Now that I'm thinking about doing a track day on two wheels I'm tempted to imitate those Japanese carting guys and get what I need to make a track day possible.  I've been wishing for a trailer several times this summer to haul lumber.  Having one on hand and a vehicle to haul it would be handy for more than just track days.  

Or just win the lottery and get the full on racing support van.

If Mechanical Sympathy were to go full on into racing, I'd grab that 1000cc VFR from Angus (in my Transit race van) and prep it for racing.  Stripping off all the lights and extras and minimizing it down to a race bike.  I'd be a dangerous man if I had more money.

In the meantime I'm still trying to look for ways to ride my Ninja to the track and do some laps without dragging along someone in a cage to support the activity.

Links:
Motorcycle track day primer: a good explanation of track days.
Beginner's Guide to Track Days in Ontario: a great checklist on how to approach track days - renting a bike is what I'm now looking into...

Friday, 25 July 2014

KLR Curiosities

A super high mileage KLR, but it's pretty new (mid-00s).  Unclear on its mechanical details, other than it's very tired and the plastics and tank don't match.  

$1300 seems like a lot to pay for a bike in such condition with unoriginal parts (probably because it's been dropped hard).

If I got it I'd shelf it for a year while I broke it to pieces and rebuilt it.  I might go as high as $800, but I'll be spending a lot to give this tired old bike a second life.  I've asked the owner for info...

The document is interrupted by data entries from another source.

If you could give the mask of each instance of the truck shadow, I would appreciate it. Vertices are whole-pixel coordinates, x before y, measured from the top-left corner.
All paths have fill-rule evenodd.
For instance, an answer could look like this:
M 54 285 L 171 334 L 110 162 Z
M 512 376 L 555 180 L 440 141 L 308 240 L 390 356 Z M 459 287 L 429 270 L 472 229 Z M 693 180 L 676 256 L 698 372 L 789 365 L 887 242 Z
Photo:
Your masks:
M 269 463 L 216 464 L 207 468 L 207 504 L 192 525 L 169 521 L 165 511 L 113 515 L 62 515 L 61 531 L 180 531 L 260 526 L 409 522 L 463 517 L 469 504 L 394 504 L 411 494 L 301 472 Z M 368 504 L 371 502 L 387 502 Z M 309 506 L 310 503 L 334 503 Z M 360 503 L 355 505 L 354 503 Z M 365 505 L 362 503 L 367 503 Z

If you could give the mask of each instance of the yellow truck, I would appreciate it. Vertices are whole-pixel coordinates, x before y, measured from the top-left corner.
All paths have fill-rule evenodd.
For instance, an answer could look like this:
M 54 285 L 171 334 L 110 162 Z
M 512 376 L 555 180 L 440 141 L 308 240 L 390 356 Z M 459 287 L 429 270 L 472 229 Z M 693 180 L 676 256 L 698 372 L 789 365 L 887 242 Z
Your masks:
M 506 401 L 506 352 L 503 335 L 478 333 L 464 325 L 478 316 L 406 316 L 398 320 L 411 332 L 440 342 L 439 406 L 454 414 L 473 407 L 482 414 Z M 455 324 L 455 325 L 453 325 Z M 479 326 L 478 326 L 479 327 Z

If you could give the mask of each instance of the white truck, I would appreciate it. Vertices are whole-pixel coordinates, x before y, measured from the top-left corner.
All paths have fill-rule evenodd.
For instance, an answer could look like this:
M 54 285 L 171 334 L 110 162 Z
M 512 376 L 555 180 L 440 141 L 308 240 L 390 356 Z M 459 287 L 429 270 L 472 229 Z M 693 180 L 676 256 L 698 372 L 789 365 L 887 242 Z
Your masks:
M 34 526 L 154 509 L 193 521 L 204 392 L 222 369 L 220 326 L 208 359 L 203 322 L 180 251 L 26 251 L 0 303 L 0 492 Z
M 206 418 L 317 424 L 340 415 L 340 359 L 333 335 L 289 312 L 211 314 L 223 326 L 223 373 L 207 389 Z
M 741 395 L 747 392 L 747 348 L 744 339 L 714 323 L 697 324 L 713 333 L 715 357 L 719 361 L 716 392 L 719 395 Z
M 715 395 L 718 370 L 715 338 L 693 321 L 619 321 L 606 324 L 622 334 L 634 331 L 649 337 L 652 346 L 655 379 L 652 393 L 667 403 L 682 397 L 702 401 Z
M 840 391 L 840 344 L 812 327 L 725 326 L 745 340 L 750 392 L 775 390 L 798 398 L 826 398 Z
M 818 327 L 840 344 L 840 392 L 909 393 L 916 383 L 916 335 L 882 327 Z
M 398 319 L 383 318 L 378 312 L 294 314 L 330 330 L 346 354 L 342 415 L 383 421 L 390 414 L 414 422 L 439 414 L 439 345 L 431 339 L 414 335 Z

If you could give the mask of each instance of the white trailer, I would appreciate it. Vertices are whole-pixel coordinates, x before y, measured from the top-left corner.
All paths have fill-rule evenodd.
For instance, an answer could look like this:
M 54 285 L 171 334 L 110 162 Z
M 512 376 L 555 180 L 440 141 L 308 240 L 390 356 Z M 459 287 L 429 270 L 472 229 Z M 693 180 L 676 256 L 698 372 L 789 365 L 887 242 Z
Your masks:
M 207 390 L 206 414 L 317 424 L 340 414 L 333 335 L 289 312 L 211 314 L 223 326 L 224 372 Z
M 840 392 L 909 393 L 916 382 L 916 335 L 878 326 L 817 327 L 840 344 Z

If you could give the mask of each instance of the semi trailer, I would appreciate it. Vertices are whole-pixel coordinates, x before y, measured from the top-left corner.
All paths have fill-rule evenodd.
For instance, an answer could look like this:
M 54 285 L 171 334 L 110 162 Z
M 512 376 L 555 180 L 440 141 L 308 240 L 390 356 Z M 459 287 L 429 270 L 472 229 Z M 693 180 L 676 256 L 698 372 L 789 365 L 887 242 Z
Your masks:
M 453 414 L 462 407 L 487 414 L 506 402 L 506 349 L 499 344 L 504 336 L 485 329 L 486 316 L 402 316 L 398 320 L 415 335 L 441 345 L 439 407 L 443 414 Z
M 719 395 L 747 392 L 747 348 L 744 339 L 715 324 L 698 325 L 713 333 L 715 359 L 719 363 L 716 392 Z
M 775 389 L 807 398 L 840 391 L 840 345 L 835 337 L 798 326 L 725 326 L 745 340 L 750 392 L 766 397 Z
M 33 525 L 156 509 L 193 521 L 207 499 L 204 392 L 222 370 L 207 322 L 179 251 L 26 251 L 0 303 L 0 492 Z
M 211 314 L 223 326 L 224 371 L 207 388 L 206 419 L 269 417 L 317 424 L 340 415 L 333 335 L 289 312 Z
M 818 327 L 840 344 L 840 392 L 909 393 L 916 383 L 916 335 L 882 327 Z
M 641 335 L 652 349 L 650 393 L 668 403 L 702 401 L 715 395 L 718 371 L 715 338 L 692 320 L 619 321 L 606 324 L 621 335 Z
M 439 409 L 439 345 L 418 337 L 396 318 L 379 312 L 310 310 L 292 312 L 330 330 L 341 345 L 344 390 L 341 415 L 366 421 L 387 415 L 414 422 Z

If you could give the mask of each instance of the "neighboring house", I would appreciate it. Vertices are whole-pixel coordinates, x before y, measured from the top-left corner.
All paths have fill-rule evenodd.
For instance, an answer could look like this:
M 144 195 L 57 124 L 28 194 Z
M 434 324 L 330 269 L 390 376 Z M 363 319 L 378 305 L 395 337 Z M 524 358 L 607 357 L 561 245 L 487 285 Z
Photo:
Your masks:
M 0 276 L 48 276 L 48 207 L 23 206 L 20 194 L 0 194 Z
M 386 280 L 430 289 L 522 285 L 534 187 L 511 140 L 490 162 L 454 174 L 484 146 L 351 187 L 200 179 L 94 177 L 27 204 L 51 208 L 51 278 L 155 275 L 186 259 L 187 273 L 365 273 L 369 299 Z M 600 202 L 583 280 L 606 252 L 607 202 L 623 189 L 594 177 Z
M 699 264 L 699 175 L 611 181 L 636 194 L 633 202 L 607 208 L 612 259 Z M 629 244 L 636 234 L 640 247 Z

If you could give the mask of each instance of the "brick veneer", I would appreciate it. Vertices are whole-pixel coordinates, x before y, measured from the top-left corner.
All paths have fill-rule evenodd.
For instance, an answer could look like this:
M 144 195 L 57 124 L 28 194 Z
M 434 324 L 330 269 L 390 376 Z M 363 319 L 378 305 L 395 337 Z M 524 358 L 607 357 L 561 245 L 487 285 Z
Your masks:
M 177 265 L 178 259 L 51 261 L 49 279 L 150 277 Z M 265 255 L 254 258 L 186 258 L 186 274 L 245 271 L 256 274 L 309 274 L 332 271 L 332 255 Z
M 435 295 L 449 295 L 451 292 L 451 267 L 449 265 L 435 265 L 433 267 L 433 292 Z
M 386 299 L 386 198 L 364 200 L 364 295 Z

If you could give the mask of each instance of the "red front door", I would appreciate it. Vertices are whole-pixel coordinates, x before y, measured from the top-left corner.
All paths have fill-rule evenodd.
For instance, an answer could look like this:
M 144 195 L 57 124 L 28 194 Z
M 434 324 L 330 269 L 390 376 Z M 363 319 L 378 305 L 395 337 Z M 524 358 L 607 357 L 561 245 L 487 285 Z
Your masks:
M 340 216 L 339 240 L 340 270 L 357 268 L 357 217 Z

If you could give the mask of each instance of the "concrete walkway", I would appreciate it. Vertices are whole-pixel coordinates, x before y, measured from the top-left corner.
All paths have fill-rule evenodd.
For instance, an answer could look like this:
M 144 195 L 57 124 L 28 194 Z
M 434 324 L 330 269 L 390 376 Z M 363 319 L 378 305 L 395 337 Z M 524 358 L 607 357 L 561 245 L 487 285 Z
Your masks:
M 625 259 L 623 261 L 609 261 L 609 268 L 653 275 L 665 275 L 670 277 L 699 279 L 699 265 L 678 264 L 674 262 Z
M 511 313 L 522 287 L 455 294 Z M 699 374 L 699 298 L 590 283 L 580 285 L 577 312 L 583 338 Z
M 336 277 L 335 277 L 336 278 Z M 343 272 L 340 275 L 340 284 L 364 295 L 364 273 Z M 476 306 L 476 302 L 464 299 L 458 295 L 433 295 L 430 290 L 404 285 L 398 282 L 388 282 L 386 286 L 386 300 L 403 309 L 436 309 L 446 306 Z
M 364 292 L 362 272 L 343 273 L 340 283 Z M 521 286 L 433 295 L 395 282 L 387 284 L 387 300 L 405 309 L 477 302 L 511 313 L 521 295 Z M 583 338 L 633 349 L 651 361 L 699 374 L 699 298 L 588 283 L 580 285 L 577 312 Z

Followup:  I got a fantastic response from the owner.  The bike has been fettled to within an inch of its life.  The first owner took it from Alaska to Tierra del Fuego, and did the Demptster Highway.  The second and current owner has taken it to James Bay and various off-road adventures in the past couple of years.  It hasn't been dropped recently, but it's an off-road capable bike, so it's been down, once in Chile where they rider had to order in a new instrument cluster, the mileage is uncertain with the replacement instruments.  This bike has had a life, and now it's for sale in Southern Ontario.  

I suggested he sell it back to Kawasaki, this KLR shows what KLRs are capable of.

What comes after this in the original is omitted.